# methods

Method 1

Consider N currently identified alleles associated with the trait. Assume there are P alleles associated with the trait across the entire genome.

If the PGS difference computed from those N alleles is $PGS_N$, then the extrapolated difference is $PGS_N \cdot \frac{P}{N}$

Benefits:

• Simple to do
• Finding numbers of associated alleles across the entire genome is not difficult

Downsides:

• Highly dependent on your choice of original alleles.
• Depends significantly on the distribution of effect sizes in your original set of N alleles and $P \setminus N$ (e.g. assumes that that the mean effect size for the alleles in $P \setminus N$ is the same as the mean effect size for the alleles in N)

Method 2

Consider N currently identified alleles associated with the trait. Assume these N alleles explain X% of the variance, but it has been estimated that Y% of the variance in the trait is explained by alleles across the entire genome.

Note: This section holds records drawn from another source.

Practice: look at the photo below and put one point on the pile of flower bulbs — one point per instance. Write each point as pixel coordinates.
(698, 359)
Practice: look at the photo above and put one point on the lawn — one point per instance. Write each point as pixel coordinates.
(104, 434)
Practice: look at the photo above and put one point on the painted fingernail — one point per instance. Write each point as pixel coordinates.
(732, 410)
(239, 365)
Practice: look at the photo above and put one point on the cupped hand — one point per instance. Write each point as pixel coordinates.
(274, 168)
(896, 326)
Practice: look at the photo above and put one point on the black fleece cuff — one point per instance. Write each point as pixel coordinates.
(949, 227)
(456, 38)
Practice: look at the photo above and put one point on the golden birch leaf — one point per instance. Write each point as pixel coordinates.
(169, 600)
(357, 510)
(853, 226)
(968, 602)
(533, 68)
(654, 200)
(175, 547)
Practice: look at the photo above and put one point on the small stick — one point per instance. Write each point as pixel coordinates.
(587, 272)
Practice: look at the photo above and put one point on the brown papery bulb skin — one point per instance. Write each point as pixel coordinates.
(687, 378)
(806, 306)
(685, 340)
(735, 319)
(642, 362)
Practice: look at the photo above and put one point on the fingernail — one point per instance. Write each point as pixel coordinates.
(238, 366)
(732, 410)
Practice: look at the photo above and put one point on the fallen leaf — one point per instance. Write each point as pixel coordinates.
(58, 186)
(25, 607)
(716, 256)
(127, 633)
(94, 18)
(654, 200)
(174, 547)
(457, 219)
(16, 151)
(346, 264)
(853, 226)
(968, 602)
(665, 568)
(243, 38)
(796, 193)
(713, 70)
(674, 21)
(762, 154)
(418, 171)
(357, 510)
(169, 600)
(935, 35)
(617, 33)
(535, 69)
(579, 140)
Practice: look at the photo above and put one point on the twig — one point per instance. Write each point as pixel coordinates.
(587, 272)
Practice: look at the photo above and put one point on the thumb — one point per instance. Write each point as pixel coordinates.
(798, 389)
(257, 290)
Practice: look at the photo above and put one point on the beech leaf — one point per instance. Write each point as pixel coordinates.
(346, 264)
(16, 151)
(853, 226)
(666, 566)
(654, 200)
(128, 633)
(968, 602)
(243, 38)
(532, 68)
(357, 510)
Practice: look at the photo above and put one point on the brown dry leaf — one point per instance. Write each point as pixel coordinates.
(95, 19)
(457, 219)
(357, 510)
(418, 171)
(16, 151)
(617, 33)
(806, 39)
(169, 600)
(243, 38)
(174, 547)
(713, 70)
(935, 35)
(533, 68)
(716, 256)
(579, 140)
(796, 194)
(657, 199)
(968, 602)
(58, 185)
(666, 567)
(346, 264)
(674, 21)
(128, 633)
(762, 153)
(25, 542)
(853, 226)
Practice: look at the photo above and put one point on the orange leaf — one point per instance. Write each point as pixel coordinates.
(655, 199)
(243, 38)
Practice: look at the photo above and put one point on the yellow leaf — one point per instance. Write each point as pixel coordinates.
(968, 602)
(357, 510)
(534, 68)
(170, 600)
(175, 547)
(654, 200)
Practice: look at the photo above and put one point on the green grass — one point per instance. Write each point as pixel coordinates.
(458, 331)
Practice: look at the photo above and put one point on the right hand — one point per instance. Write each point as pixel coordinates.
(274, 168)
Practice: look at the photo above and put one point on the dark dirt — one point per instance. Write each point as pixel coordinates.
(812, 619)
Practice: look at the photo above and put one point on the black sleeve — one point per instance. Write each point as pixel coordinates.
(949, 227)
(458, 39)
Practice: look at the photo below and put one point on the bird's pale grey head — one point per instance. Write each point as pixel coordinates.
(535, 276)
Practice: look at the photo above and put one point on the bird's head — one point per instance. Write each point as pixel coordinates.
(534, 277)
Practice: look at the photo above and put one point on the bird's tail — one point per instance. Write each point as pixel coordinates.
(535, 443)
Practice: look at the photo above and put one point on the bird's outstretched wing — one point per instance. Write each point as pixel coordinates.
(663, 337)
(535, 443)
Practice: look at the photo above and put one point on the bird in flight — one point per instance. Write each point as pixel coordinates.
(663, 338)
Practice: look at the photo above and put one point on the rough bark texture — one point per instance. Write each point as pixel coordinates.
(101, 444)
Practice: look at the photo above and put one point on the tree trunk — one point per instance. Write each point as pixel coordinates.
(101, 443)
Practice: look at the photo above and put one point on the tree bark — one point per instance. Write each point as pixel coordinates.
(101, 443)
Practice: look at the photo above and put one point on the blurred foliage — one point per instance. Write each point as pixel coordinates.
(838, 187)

If the PGS difference computed from these N alleles is $PGS_N$, then we should extrapolate the total PGS difference from genes across the entire genome to be $PGS_N \cdot \frac{Y}{X}$.

Benefits:

• Doesn’t require mean effect sizes to be equal between discovered and undiscovered alleles

Downsides:

• Requires accurate estimation of total heritability and current explained heritability.

Method 3

Consider K currently identified alleles with effect sizes following $\beta_K \sim \mathcal{N}(\mu, \sigma^2)$. Call the frequency difference between two populations (consistently ordered, e.g. always African frequency minus European frequency) at each allele $i$, $\digamma_i$. Then the contribution of each allele $i$ to the mean genotypic difference is $\digamma_i\beta_i$.

In R, fit a GAM model for $\digamma_i\beta_i \sim \beta_i$. This should give you a good nonlinear fit of the expected contribution to the genotypic gap for an allele of a given effect size $\beta$. Call this predicted contribution $G(\beta)$.

Then, compare your current distribution of effect sizes $\beta_K$ to the distribution of effect sizes you actually expected when the whole-genome is sequenced, $\beta_M$. Sum over the whole-genome distribution as such: $\sum_{\text{genome}} G(\beta)$

Benefits:

• Doesn’t require assumptions about the distribution of effect sizes in current GWAS or in the actual set of associated alleles

Downsides:

• If there are a large number of large effect sizes alleles in your expected actual distribution, then the out of sample prediction can create wonky predictions, especially because the frequencies are going to be way off.
• If you have a non-random subset of alleles with respect to any one given effect size, it can bias the estimates for the rest of the genome.